I couldn’t tell who was younger. My mother’s face was more like a girl’s, but the way Patricia moved and the way her voice went up, excitedly, made her seem younger.
“I just wanted to make sure I told you, before I left, not to bring Rufus breakfast in the morning.”
“Oh . . . didn’t he like it? The milk wasn’t rotten or anything?” my mother asked.
“He doesn’t want to be disturbed while he’s working for any reason. He’ll use the guest kitchen downstairs.”
My mother shook her head, as if to say, Of course, of course. Anytime someone tells you they don’t want what you have given them, no matter how small, it feels like a long pinch.
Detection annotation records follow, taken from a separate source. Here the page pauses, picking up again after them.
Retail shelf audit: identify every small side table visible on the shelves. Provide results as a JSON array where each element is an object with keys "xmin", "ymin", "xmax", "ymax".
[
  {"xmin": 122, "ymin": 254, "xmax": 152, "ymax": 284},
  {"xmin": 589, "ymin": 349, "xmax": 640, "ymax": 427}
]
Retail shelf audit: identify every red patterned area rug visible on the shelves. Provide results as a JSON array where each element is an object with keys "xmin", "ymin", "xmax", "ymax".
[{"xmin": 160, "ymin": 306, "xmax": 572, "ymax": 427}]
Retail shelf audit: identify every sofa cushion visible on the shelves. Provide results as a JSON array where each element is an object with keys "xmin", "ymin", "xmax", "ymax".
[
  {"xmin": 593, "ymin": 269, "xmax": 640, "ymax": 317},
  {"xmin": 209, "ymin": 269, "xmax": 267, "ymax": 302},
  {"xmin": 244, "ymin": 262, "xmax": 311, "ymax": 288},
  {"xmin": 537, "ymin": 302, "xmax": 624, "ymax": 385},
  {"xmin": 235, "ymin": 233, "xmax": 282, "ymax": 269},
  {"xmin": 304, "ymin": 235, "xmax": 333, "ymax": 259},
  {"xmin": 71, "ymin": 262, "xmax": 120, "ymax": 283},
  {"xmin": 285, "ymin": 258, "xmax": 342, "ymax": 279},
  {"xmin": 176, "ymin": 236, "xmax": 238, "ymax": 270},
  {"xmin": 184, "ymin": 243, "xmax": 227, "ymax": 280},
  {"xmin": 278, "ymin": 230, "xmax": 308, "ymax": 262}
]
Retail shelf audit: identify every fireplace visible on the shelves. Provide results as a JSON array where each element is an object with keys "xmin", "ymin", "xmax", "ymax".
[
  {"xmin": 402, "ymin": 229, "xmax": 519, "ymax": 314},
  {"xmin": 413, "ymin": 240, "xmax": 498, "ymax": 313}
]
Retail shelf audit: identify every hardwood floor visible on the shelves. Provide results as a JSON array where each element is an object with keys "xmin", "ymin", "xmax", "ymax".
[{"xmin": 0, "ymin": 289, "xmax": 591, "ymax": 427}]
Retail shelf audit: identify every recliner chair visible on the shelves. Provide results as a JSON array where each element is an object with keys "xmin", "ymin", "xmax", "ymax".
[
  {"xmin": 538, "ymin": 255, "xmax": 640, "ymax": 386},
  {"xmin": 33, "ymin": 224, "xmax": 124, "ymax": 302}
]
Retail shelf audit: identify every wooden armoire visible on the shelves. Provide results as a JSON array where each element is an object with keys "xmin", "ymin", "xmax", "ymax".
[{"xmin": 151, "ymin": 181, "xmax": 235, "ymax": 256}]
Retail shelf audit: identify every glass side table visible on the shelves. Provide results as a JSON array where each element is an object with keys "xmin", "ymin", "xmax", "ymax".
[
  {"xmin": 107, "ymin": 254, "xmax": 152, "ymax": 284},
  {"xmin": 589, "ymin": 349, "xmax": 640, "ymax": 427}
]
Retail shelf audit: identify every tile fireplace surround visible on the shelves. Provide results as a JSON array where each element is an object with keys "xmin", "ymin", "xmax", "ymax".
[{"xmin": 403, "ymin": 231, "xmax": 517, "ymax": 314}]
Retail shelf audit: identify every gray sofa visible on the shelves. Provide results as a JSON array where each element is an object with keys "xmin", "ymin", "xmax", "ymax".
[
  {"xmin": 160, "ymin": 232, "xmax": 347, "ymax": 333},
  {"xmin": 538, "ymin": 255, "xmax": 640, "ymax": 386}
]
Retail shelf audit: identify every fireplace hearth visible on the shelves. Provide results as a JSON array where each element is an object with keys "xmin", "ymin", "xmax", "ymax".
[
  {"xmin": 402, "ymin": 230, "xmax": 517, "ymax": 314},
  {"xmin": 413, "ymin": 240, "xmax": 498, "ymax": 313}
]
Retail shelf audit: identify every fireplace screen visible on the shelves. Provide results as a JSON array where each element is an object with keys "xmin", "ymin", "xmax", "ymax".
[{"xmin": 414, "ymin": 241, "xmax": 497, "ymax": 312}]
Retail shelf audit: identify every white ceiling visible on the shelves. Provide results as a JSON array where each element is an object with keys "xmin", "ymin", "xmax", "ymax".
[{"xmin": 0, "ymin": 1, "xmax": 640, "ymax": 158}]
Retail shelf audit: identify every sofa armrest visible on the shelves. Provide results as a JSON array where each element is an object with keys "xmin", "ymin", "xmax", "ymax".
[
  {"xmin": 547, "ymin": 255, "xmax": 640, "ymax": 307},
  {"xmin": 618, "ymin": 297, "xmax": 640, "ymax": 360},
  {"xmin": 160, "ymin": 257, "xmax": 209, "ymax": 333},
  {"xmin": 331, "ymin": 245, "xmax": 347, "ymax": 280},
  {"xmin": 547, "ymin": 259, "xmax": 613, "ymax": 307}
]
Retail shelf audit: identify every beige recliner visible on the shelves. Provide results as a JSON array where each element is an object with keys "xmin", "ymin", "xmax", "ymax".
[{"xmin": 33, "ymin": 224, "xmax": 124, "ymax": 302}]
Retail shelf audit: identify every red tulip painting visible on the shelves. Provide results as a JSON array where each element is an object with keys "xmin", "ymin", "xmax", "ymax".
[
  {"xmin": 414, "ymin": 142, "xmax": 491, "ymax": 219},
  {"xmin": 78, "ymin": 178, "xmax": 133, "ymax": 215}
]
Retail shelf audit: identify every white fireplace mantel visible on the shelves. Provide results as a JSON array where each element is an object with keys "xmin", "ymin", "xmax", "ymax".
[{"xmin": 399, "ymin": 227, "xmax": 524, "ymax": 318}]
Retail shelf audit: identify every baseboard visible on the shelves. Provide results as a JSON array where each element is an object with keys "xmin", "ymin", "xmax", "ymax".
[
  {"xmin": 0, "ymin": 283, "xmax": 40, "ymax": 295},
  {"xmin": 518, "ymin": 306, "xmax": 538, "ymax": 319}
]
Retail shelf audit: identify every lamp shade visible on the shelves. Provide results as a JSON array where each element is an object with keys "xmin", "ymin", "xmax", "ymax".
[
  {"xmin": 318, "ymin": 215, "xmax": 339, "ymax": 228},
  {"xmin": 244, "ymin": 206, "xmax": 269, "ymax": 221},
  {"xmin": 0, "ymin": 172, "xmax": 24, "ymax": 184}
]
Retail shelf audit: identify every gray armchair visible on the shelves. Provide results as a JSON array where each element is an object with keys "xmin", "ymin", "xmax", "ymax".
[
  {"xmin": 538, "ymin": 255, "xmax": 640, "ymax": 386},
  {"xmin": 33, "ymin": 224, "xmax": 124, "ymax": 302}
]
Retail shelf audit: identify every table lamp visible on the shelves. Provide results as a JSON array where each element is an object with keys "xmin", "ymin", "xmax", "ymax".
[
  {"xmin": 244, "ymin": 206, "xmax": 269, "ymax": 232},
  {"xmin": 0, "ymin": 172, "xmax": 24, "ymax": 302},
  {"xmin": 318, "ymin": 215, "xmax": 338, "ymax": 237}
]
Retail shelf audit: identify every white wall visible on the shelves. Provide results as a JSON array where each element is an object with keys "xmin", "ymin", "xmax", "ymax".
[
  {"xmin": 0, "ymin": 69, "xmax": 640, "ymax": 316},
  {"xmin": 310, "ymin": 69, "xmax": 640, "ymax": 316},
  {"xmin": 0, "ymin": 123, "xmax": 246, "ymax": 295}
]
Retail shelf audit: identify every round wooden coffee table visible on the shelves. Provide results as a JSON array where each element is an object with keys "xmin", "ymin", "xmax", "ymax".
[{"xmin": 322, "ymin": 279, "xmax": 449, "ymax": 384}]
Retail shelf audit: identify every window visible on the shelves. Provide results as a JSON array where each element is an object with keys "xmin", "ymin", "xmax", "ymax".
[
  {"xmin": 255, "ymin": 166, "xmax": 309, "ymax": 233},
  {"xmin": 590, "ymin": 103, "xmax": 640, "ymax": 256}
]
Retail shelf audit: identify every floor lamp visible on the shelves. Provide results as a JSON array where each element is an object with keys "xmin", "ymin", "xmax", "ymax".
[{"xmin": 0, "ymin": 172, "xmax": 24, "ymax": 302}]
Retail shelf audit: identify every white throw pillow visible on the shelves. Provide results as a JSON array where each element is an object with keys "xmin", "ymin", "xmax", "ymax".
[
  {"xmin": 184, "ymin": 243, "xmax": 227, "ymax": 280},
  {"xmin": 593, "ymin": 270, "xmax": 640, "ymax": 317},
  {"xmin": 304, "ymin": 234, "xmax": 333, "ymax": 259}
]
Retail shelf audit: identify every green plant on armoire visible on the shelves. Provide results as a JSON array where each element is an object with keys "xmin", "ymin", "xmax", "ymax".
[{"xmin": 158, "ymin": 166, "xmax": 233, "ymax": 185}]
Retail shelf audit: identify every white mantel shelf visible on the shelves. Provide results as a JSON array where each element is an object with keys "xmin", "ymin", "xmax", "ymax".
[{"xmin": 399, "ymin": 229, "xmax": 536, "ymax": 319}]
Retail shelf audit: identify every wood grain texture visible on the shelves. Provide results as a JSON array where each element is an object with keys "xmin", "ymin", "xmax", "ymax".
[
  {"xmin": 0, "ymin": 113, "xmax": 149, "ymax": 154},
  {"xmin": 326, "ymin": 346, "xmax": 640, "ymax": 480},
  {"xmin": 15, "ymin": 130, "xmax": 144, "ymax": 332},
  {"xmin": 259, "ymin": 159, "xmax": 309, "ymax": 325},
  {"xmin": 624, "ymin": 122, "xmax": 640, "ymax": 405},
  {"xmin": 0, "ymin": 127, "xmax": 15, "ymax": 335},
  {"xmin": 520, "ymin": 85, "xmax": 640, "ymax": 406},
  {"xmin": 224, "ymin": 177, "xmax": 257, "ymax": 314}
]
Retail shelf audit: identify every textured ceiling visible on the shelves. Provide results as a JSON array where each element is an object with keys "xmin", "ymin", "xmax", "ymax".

Jolene and I went upstairs to the kitchen. It was Jolene’s teatime. Every day her mother made her something: cheese on toast, beans on toast, something hot. There was a loaf of brown bread on the counter. I cut two pieces of bread, buttered them, and put them on a tray with a jar of Marmite and a bottle of
fizzy lemonade.
I put the food on a tray and carried it into my bedroom. Jolene sat on the bed, eating bread and Marmite and sipping her drink. I wasn’t hungry. I walked around my room looking at my things. I had eight miniature china animals lined up on a thin wooden shelf nailed to the wall. It was my only collection. The other girls had collections in tins, stickers and things. Some had rosettes pinned to their walls: prize-blue, purple, white, and red ribbons. I thought they meant concentration and interest.
“Do you have any biscuits?” Jolene asked, looking up from the book.
I picked up the empty tray and carried it out of the room. I could hear laughter coming from the kitchen.
“Oh, shush!” Annabel said as I walked in, putting her finger up to her lips. “Tiptoe, tiptoe! God forbid you disturb him.”
My mother was chopping up a plate of potatoes and vegetables for Eden’s supper, her face red from laughing.
“Shush. We’d better whisper,” my mother said, whispering. Eden sat in a chair next to Annabel. He was laughing too.
“We’d better whisper,” Eden said, imitating them.
My mother put the plate down in front of Eden.
“Oh, don’t chew so loudly, Eden. We don’t want to disturb Shakespeare downstairs,” Annabel said, and then they both started again, their shoulders shaking, cheeks turning red.
When they had calmed down, my mother took a deep breath. “Did he tell you what he’s writing?” she asked.
“He’s translating some old poems,” Annabel said, rolling her eyes.
“Poems?”
“I was all excited. I thought Anthony Burgess was going to show up!” Annabel said.
“I think he’s quite handsome.”
“Quite.”
“Patricia’s only staying for the weekend,” my mother said, but Annabel just looked at her.
I went back into my room with the biscuits and the radio. I had a picture of my father that he had given to me. He was sitting on the back of a motorcycle in white trousers, smoking a cigarette.